11 October | 6.00 p.m.
Mapping Culture: Intertwining Sciences and Humanities, lecture by Gustavo Ariel Schwartz
GUSTAVO ARIEL SCHWARTZ (Buenos Aires, 1966) is a physicist and a writer. He’s a tenured scientist at the CSIC and carries out his research activity at the Materials Physics Centre of San Sebastián. He is also founder and director of the Mestizajes programme of the Donostia International Physics Centre. He is co-author, with Luisa Etxenike, of the play La entrevista. He also co-published the collective work #Nodos and published the photo book Creativium. He has published over seventy scientific articles and runs the blog Arte, literatura y ciencia.

 

UNIVERSE BETWEEN SONGS

28 JUNE | 7.30 p.m.

Universe between Songs is a show that merges art and science. More specifically, the show interweaves a set of narratives about the cosmos (its birth, the night sky, the stars that populate it, our place in the universe, etc.) with celebratory songs of its own.
This project arose from the need to imprint our own musical identity on topics of scientific outreach to give them a touch of colour with hues rooted in our history and culture. The cosmos of science is the same for anyone inhabiting the planet, but the way it is named, narrated and sung is unique to each culture. This show is our way of standing before the immensity of the sky.
The show was created five years ago and has been performed on stages in Buenos Aires, Córdoba, La Plata, Pergamino, Posadas, Rosario, San Juan, Traslasierra and Villa Carlos Paz. The songwriting has been funded by an Argentine National Arts Fund project.

 

 

JOSÉ EDELSTEIN (Buenos Aires, 1968) is a theoretical physicist, lecturer and scientific researcher at the Universidad de Santiago de Compostela. He is the author of three books for readers of all ages, popular science texts and several collaborations with artists, as well as a lecturer. In Universe between Songs, in addition to collaborating in some of the songwriting, he plays the role of narrator, telling stories about the science of the night sky. He has received the Prismas award on two occasions and his work has been recognised by the Spanish Foundation for Science and Technology, among other institutions, in 2012, and by the Argentine government, who awarded him the Premio Raíces in 2018.

DANIELA DE RITO (Buenos Aires, 1978) is a singer and teacher. She has taken part in several tango groups and has acted on different stages of the city and province of Buenos Aires, as well as in Europe and Canada. She currently lives in Traslasierra (Córdoba, Argentina) where she works as a singing and music teacher. She is part of the project Universe between Songs, in which she participates as composer and interpreter.

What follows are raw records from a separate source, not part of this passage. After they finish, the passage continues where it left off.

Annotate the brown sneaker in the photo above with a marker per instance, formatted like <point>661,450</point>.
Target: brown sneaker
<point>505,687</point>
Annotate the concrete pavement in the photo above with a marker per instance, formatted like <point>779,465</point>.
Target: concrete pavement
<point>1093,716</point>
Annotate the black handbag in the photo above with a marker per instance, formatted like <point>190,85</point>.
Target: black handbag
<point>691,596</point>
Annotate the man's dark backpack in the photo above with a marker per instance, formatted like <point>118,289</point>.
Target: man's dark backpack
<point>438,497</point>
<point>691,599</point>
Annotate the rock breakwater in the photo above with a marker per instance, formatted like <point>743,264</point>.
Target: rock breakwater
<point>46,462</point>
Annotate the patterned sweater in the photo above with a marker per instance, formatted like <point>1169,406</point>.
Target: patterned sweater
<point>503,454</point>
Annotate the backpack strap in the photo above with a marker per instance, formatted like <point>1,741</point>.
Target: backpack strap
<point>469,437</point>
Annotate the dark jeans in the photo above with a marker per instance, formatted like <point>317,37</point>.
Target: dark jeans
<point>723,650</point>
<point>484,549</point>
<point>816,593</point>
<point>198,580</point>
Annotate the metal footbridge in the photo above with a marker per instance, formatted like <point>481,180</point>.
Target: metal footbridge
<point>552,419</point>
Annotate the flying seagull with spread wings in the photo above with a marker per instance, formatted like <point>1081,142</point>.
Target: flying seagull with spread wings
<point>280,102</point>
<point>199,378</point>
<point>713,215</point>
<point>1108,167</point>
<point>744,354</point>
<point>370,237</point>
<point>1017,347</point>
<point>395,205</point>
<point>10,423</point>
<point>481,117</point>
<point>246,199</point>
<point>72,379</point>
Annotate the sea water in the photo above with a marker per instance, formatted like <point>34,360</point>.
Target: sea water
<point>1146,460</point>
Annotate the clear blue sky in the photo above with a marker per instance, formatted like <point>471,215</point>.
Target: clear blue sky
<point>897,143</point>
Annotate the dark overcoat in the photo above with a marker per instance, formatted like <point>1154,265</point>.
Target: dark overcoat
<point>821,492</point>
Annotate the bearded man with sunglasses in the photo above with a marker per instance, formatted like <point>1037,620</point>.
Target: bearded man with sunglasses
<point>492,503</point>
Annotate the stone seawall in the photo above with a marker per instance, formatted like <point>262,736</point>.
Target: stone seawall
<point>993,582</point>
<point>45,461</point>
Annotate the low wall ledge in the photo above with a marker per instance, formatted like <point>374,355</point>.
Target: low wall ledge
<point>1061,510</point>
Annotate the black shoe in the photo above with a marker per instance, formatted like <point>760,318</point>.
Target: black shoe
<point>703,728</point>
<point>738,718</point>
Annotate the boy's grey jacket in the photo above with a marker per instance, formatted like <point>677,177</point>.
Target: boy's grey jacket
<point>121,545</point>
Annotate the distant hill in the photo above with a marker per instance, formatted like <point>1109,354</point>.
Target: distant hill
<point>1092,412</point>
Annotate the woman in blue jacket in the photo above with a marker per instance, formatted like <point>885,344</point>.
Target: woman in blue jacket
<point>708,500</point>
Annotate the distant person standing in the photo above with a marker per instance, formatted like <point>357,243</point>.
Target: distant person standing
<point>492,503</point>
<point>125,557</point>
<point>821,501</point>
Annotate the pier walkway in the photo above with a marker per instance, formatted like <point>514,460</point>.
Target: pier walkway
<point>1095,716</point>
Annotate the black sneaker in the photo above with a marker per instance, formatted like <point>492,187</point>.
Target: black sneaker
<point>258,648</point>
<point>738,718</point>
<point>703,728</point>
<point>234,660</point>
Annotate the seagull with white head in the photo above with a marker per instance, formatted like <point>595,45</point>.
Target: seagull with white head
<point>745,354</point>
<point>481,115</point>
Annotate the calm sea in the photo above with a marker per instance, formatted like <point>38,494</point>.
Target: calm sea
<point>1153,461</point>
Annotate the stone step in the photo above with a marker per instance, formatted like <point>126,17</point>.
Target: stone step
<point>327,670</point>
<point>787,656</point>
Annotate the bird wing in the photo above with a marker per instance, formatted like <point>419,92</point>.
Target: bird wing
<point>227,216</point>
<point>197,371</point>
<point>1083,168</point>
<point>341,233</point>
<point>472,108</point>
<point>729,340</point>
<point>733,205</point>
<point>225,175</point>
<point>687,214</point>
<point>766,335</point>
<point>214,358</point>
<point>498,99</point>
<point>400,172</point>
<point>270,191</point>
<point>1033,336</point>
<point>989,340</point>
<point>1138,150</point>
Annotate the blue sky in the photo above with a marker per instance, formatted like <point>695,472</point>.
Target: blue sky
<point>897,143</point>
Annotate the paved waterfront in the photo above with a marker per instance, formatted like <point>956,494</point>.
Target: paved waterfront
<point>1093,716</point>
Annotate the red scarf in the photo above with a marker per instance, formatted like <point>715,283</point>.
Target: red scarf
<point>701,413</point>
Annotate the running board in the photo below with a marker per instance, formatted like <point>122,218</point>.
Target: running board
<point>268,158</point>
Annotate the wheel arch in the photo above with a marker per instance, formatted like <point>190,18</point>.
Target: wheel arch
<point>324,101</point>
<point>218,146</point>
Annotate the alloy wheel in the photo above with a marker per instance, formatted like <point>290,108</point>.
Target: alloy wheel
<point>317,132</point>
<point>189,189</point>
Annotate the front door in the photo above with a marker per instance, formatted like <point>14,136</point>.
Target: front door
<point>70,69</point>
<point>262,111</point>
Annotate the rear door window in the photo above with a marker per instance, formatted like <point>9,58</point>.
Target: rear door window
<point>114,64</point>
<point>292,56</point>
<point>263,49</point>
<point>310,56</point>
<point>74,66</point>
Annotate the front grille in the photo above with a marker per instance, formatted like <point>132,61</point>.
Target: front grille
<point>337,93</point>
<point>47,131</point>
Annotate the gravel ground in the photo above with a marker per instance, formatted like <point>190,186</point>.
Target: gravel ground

LORENA EDELSTEIN (Buenos Aires, 1973) is a musician and teacher. As percussionist, she is participating currently in different projects that have been presented in different cultural spaces of the Autonomous City of Buenos Aires, Viajera continental. She teaches percussion at the Programa de Orquestas Escuela of the Province of Buenos Aires. She is currently working on the production of her first album of songs, and forms part, as composer and interpreter, of the project Universe between Songs, focused on the collaboration between science and art.